Alright,
thanks for the input, I did "my homework" based on it and got the results, working with 50MB sample of actual CSV data:
First, iterating over the file using PHP:
$in = fopen("a.txt", "r");
$out = fopen("p.txt", "w+");
$start = microtime(true);
while(($line = fgets($in)) !== false) {
$converted = iconv("UTF-8", "EUC-JP//TRANSLIT", $line);
fwrite($out, $converted);
}
$elapsed = microtime(true) - $start;
echo "<br>Iconv took $elapsed seconds\r\n";
Iconv took 2.2817220687866 seconds
That's not so bad I guess, so I tried the exact same approach in #bash, so it wouldn't have to load all the file but iterate over each line instead (which might not exactly happen as I understand what Lajos Veres answered). Indeed, this method wasn't exactly efficient (CPU was under a heavy load all the time).
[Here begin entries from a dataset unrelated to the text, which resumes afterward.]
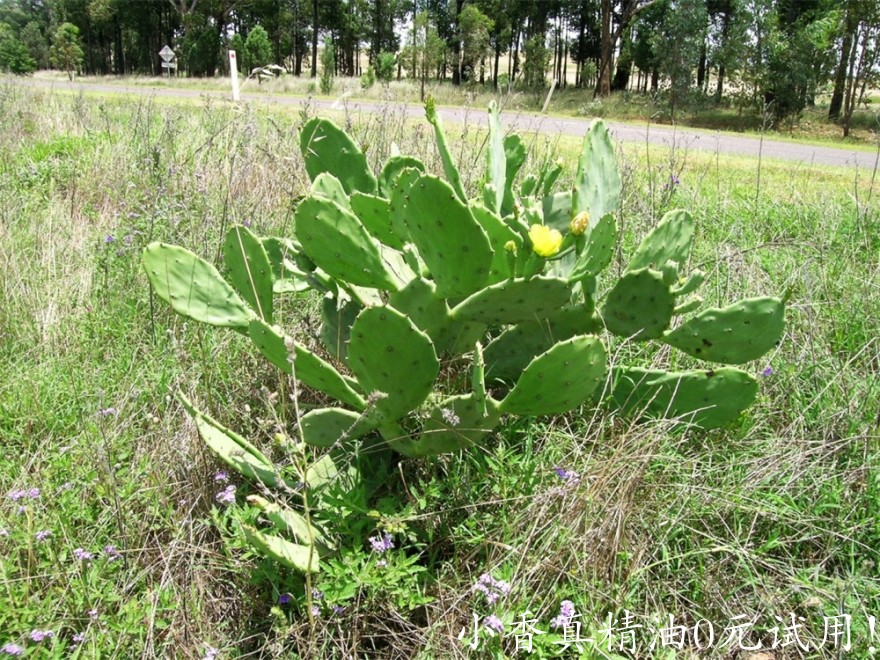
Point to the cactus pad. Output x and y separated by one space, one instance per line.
340 245
639 306
327 148
558 380
513 301
452 244
309 368
326 427
599 249
193 287
249 269
708 399
597 182
735 334
390 355
670 240
511 351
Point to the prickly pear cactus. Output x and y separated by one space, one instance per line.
417 278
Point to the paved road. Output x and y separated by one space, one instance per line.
725 143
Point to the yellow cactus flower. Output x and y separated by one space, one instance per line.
545 241
579 223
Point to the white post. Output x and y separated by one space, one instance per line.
233 72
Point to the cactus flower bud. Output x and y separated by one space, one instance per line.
580 223
545 241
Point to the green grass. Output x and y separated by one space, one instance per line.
775 515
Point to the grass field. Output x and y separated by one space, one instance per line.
112 536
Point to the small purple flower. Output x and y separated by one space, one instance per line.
83 555
383 543
493 623
226 496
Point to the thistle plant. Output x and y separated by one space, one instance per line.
442 313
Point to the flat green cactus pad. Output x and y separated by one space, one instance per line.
559 380
326 427
375 214
418 301
392 169
327 148
455 423
451 242
735 334
499 234
513 301
249 269
310 369
233 449
639 306
707 399
193 287
302 558
340 245
670 240
597 181
390 355
598 250
510 352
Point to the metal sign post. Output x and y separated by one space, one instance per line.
233 73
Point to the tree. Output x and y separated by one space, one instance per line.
66 52
257 49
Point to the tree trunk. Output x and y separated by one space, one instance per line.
315 39
840 74
603 86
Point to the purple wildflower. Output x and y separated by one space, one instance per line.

Also, the output file is smaller than the other 2, although after a quick look it looks the same, so I must have made a mistake in the bash script, however, that shouldn't have such effect on performance anyway:
#!/bin/bash
echo "" > b.txt
time echo $(
while read line
do
echo $line |iconv -f utf-8 -t EUC-JP//TRANSLIT >> b.txt
done < a.txt
)
real 9m40.535s
user 2m2.191s
sys 3m18.993s
And then the classic approach which I would have expected to hog the memory, however, checking the CPU/Memory usage, it didn't seem to take any more memory than any other approach, therefore being a winner:
#!/bin/bash
time echo $(
iconv -f utf-8 -t EUC-JP//TRANSLIT a.txt -o b2.txt
)
real 0m0.256s
user 0m0.195s
sys 0m0.060s
I'll try to get a bigger file sample to test the 2 more efficient methods to make sure the memory usage doesn't get significant, however, the result seems obvious enough to assume the single pass through the whole file in bash is the most efficient (I didn't try that in PHP, as I believe loading an entire file to an array/string in PHP isn't ever a good idea).